Une récente publication de la Banque d’Angleterre nous indique que non seulement cette liquidité des flux financiers a augmenté au sein de l’Union européenne, mais aussi que ce phénomène est constaté entre zones monétaires : « les échanges de flux monétaires pourraient être générateurs d’instabilités financières. Dans ce cas, la tentation des dirigeants serait grande d’ériger des barrières protectionnistes et autres mesures macroprudentielles susceptibles de mieux contrôler les transferts de capitaux » (voir à ce sujet le billet du Blog du 24 mai 2011 : Le contrôle des flux de capitaux vers les pays émergents : une approche rénovée du FMI).
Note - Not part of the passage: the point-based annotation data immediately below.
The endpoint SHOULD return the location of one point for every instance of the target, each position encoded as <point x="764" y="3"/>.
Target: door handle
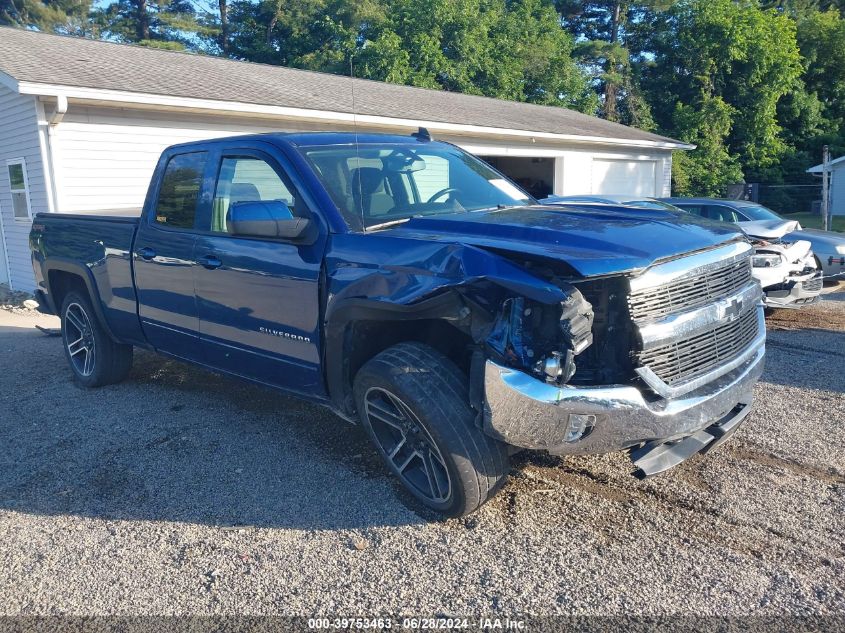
<point x="147" y="253"/>
<point x="210" y="262"/>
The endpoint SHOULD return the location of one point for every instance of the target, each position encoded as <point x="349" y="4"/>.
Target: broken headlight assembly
<point x="543" y="339"/>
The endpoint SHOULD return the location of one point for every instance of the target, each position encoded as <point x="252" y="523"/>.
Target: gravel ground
<point x="182" y="492"/>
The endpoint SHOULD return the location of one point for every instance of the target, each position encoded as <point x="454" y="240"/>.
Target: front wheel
<point x="93" y="356"/>
<point x="414" y="404"/>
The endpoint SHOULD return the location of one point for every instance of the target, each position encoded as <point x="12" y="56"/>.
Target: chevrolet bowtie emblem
<point x="733" y="309"/>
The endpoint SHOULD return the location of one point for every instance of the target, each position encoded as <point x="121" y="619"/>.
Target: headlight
<point x="766" y="261"/>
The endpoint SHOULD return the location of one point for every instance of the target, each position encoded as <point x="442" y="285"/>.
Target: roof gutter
<point x="97" y="95"/>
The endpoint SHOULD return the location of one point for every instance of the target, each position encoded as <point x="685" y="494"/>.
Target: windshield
<point x="376" y="184"/>
<point x="757" y="212"/>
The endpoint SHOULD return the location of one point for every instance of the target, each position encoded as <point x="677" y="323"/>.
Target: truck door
<point x="164" y="257"/>
<point x="258" y="298"/>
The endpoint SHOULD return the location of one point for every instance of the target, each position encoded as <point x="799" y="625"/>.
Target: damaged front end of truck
<point x="660" y="361"/>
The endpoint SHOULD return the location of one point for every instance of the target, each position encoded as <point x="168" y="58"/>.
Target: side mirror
<point x="267" y="218"/>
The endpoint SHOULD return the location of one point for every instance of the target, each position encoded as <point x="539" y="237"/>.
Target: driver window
<point x="249" y="179"/>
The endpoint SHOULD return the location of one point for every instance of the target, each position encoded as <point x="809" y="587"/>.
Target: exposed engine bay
<point x="788" y="273"/>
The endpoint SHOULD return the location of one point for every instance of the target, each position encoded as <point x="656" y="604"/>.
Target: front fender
<point x="396" y="279"/>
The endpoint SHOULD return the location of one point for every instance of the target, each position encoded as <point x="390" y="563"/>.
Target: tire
<point x="94" y="358"/>
<point x="414" y="404"/>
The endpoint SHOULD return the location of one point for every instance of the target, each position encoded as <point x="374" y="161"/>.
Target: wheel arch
<point x="62" y="276"/>
<point x="359" y="329"/>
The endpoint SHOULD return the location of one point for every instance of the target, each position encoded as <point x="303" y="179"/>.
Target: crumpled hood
<point x="818" y="237"/>
<point x="769" y="229"/>
<point x="592" y="240"/>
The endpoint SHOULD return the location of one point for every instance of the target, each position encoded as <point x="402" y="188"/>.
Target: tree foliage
<point x="757" y="85"/>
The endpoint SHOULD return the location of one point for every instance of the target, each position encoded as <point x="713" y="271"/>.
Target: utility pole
<point x="826" y="219"/>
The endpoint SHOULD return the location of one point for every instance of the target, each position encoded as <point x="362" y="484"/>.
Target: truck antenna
<point x="357" y="150"/>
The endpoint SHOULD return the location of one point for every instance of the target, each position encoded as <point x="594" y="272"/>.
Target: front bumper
<point x="795" y="292"/>
<point x="523" y="411"/>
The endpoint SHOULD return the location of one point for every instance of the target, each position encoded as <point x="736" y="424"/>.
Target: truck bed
<point x="96" y="247"/>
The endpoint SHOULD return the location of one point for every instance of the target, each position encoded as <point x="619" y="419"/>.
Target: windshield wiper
<point x="384" y="225"/>
<point x="499" y="207"/>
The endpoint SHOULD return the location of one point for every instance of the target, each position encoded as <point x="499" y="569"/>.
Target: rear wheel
<point x="414" y="404"/>
<point x="93" y="356"/>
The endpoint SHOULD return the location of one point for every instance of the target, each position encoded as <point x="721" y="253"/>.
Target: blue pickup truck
<point x="405" y="284"/>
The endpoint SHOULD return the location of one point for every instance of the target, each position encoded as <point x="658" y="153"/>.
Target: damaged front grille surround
<point x="689" y="338"/>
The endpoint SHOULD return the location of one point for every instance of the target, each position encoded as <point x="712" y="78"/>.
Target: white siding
<point x="19" y="139"/>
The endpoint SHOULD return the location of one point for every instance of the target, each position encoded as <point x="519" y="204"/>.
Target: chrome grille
<point x="693" y="292"/>
<point x="699" y="354"/>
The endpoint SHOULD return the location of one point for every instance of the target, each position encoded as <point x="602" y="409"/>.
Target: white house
<point x="82" y="123"/>
<point x="837" y="184"/>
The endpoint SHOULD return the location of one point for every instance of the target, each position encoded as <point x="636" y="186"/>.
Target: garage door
<point x="625" y="177"/>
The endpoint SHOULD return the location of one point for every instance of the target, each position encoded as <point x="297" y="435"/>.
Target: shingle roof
<point x="32" y="57"/>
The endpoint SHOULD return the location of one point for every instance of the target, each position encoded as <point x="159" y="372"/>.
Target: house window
<point x="19" y="188"/>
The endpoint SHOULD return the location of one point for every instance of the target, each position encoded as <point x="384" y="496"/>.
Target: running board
<point x="658" y="456"/>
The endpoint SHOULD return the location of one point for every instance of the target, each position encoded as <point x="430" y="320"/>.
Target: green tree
<point x="705" y="171"/>
<point x="602" y="28"/>
<point x="508" y="49"/>
<point x="169" y="24"/>
<point x="59" y="16"/>
<point x="729" y="63"/>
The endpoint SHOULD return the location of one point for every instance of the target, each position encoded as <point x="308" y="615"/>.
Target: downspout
<point x="48" y="151"/>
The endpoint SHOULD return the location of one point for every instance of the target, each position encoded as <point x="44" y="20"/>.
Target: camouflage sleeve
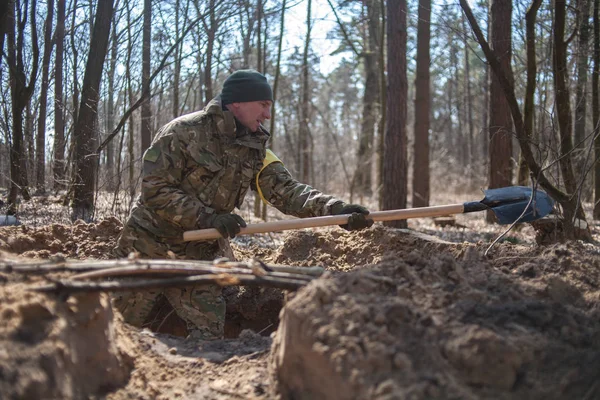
<point x="292" y="197"/>
<point x="164" y="163"/>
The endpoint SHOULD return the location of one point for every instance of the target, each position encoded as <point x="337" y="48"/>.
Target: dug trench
<point x="397" y="315"/>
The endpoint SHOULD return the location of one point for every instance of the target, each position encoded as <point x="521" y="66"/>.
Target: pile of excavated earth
<point x="397" y="315"/>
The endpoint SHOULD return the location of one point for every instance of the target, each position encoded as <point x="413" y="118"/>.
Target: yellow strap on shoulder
<point x="269" y="159"/>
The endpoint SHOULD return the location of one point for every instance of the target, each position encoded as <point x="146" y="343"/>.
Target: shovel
<point x="509" y="204"/>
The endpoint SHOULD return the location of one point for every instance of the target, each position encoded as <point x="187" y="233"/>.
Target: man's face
<point x="252" y="113"/>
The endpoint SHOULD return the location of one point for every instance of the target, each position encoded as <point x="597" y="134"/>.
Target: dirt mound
<point x="398" y="315"/>
<point x="80" y="240"/>
<point x="338" y="250"/>
<point x="426" y="326"/>
<point x="56" y="349"/>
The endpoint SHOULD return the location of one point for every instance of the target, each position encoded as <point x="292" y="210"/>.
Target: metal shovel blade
<point x="513" y="203"/>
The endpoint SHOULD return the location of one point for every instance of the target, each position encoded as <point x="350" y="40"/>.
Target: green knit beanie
<point x="245" y="85"/>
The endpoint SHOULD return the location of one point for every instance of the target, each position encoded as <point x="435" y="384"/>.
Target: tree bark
<point x="21" y="92"/>
<point x="421" y="189"/>
<point x="371" y="105"/>
<point x="395" y="153"/>
<point x="40" y="143"/>
<point x="58" y="167"/>
<point x="303" y="133"/>
<point x="581" y="85"/>
<point x="110" y="108"/>
<point x="528" y="109"/>
<point x="596" y="109"/>
<point x="500" y="123"/>
<point x="86" y="127"/>
<point x="146" y="123"/>
<point x="569" y="203"/>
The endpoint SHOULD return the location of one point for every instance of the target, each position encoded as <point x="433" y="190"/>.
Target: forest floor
<point x="421" y="313"/>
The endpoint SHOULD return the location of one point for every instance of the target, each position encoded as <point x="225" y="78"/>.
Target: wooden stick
<point x="175" y="270"/>
<point x="46" y="266"/>
<point x="67" y="287"/>
<point x="276" y="226"/>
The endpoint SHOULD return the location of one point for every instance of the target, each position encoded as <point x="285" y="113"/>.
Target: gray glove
<point x="228" y="225"/>
<point x="358" y="218"/>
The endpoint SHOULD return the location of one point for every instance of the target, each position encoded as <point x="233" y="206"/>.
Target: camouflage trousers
<point x="202" y="307"/>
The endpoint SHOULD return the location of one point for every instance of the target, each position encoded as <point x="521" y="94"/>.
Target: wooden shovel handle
<point x="300" y="223"/>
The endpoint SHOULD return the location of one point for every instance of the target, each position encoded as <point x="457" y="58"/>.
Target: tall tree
<point x="422" y="108"/>
<point x="58" y="167"/>
<point x="40" y="143"/>
<point x="5" y="8"/>
<point x="110" y="105"/>
<point x="86" y="126"/>
<point x="561" y="88"/>
<point x="596" y="108"/>
<point x="500" y="120"/>
<point x="21" y="91"/>
<point x="570" y="204"/>
<point x="582" y="73"/>
<point x="146" y="123"/>
<point x="304" y="132"/>
<point x="371" y="97"/>
<point x="395" y="153"/>
<point x="528" y="108"/>
<point x="211" y="32"/>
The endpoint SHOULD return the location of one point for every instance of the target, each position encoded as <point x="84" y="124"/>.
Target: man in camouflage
<point x="197" y="170"/>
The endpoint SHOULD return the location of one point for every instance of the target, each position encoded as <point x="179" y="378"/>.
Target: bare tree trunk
<point x="528" y="109"/>
<point x="422" y="108"/>
<point x="110" y="109"/>
<point x="561" y="88"/>
<point x="305" y="159"/>
<point x="500" y="128"/>
<point x="58" y="167"/>
<point x="211" y="33"/>
<point x="86" y="135"/>
<point x="570" y="204"/>
<point x="5" y="8"/>
<point x="382" y="100"/>
<point x="596" y="108"/>
<point x="580" y="90"/>
<point x="259" y="68"/>
<point x="395" y="156"/>
<point x="146" y="123"/>
<point x="75" y="52"/>
<point x="21" y="93"/>
<point x="371" y="98"/>
<point x="469" y="108"/>
<point x="40" y="148"/>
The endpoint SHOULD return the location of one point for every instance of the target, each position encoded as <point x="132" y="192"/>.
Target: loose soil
<point x="398" y="315"/>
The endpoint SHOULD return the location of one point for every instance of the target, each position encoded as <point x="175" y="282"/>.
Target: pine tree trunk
<point x="422" y="108"/>
<point x="86" y="127"/>
<point x="500" y="124"/>
<point x="146" y="128"/>
<point x="395" y="156"/>
<point x="40" y="143"/>
<point x="58" y="167"/>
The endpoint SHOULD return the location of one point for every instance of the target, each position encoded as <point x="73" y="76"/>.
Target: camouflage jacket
<point x="201" y="164"/>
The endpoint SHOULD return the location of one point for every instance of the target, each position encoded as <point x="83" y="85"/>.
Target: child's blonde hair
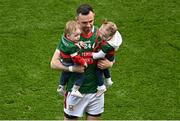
<point x="71" y="27"/>
<point x="111" y="27"/>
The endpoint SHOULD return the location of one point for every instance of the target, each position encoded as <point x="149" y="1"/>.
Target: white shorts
<point x="89" y="103"/>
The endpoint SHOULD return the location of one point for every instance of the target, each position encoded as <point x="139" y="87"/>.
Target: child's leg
<point x="64" y="78"/>
<point x="101" y="87"/>
<point x="100" y="78"/>
<point x="106" y="73"/>
<point x="62" y="82"/>
<point x="77" y="84"/>
<point x="108" y="77"/>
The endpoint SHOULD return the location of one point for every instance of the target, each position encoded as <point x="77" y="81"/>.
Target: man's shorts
<point x="89" y="103"/>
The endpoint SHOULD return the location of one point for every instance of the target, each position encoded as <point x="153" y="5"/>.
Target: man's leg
<point x="69" y="117"/>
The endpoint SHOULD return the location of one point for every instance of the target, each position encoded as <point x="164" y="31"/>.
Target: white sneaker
<point x="76" y="93"/>
<point x="108" y="83"/>
<point x="60" y="90"/>
<point x="101" y="90"/>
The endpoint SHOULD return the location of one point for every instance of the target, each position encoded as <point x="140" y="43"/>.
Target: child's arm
<point x="98" y="55"/>
<point x="78" y="59"/>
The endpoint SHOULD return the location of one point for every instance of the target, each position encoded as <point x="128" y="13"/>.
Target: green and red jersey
<point x="69" y="52"/>
<point x="90" y="82"/>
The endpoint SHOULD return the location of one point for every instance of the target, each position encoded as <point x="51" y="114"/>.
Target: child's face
<point x="75" y="36"/>
<point x="104" y="34"/>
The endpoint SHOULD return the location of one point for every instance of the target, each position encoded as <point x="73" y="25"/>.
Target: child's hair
<point x="71" y="27"/>
<point x="111" y="27"/>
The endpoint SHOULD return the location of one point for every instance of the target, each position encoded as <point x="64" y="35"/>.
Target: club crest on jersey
<point x="71" y="107"/>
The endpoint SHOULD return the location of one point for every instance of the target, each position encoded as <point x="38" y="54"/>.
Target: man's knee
<point x="70" y="117"/>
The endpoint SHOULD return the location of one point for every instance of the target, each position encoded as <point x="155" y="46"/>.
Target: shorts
<point x="89" y="104"/>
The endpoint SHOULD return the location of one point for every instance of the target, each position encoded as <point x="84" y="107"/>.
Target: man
<point x="90" y="104"/>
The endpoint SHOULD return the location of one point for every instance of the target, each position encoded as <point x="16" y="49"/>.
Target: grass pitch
<point x="146" y="74"/>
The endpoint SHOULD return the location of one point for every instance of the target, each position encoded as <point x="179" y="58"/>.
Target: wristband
<point x="70" y="68"/>
<point x="111" y="64"/>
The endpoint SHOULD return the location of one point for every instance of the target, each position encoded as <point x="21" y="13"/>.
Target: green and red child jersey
<point x="90" y="82"/>
<point x="69" y="52"/>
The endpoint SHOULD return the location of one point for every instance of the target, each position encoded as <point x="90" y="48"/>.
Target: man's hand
<point x="78" y="69"/>
<point x="104" y="64"/>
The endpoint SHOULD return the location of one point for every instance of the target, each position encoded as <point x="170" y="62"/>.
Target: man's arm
<point x="57" y="65"/>
<point x="105" y="63"/>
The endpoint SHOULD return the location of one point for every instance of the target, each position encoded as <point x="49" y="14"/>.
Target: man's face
<point x="75" y="36"/>
<point x="104" y="34"/>
<point x="86" y="22"/>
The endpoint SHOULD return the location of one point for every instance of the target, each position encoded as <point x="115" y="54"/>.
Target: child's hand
<point x="81" y="43"/>
<point x="85" y="65"/>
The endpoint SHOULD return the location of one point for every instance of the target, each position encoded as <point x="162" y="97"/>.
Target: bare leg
<point x="93" y="117"/>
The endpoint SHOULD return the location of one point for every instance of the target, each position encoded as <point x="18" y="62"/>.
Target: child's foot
<point x="101" y="90"/>
<point x="108" y="83"/>
<point x="60" y="90"/>
<point x="76" y="93"/>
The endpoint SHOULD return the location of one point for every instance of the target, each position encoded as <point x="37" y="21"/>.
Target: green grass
<point x="146" y="74"/>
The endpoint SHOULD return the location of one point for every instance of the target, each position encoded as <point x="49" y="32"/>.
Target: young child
<point x="69" y="53"/>
<point x="111" y="40"/>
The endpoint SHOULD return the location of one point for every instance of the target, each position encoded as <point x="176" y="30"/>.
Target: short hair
<point x="111" y="27"/>
<point x="71" y="26"/>
<point x="84" y="9"/>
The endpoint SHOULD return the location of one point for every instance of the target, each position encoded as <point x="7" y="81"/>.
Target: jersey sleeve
<point x="105" y="47"/>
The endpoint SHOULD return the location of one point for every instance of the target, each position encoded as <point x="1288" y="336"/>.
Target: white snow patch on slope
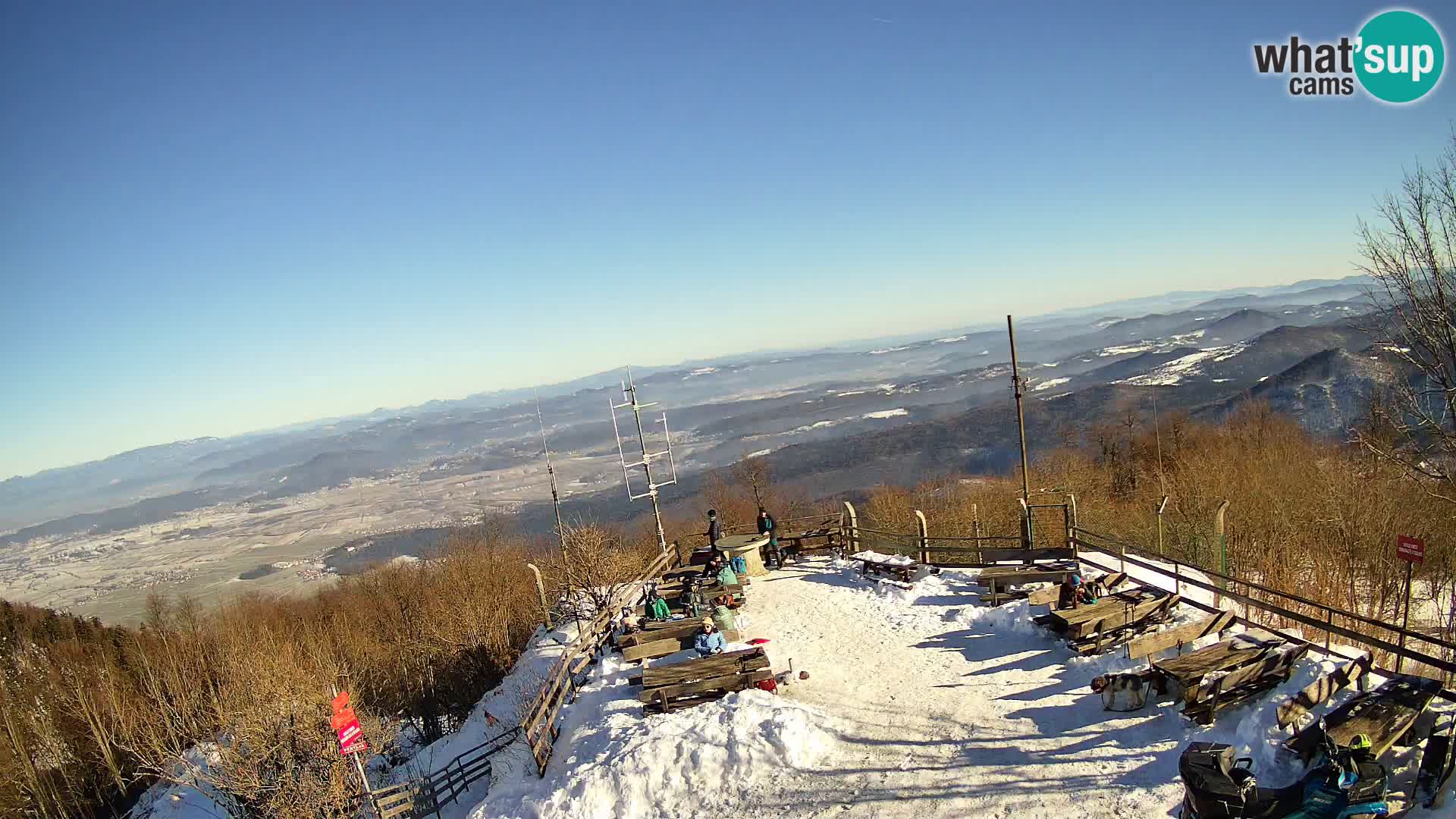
<point x="1178" y="369"/>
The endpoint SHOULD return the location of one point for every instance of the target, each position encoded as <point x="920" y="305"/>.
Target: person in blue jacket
<point x="710" y="640"/>
<point x="767" y="526"/>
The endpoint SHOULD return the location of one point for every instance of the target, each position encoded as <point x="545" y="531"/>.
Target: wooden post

L’étude anglaise précise ce point en avançant l’analogie d’un gros poisson dans une petite mare ! En effet, alors que le biais national dans l’allocation géographique des capitaux est avéré dans les pays émergents, ce biais perd en pertinence au sein de la communauté des gérants de fonds issus de pays développés : la part des flux quittant les pays avancés par rapport au PIB est supérieure à la croissance de ce dernier et à celle des économies émergentes.

Ainsi, et pour prendre une autre analogie, il s’agirait de faire entrer des capitaux volatiles dans la boîte à chaussure d’économies émergentes avec un chausse-pied ! Certains estiment que ce mouvement – qui s’accélère – correspond à une bulle, d’autres que les fonds sont placés dans un buffer en attente de l’accroissement de la profondeur des marchés émergents. Le débat n’est pas seulement sémantique car il en va de la stabilité de l’économie des 20 pays les plus riches (en termes de PIB) et de l’organisation macroéconomique du monde.

Aussi, apparaît-il que la crise de l’euro est d’avantage liée à l’instabilité des flux de capitaux dans le monde qu’à une tare consubstantielle à la zone euro, contrairement à ce qu’avait avancé de Grauwe !

« Les pays conservent leur taux de change arrimés à une seule monnaie »

Certes les ingrédients d’une crise d’allocations des ressources financières mondiales se retrouvent à l’échelle de l’Europe, mais les institutions actuelles et davantage celles en préparation, sont sources d’optimisme pour peu que les dirigeants européens soient suffisamment convaincants avec leurs opinions publiques. Lire que le fond du sujet en Europe tient à ce que les riches européens du Nord ne veulent plus payer pour les pauvres fainéants du Sud est un peu simpliste !

Chacun a compris que les adversaires d‘Angela Merkel se trouvent dans son camp plutôt que chez les sociodémocrates. Certes, la Chancelière allemande dit, à bon droit, qu’une Union monétaire – et surtout politique – ne peut survivre quand les uns prennent leur retraite à 60 ans et les autres à 67 ans, quand certains travaillent 35 heures par semaine et 10 mois par an contre respectivement 39 heures et 11 mois. Mais il s’agit bien ici d’éléments politiques, ce que De Grauwe ne pouvait anticiper.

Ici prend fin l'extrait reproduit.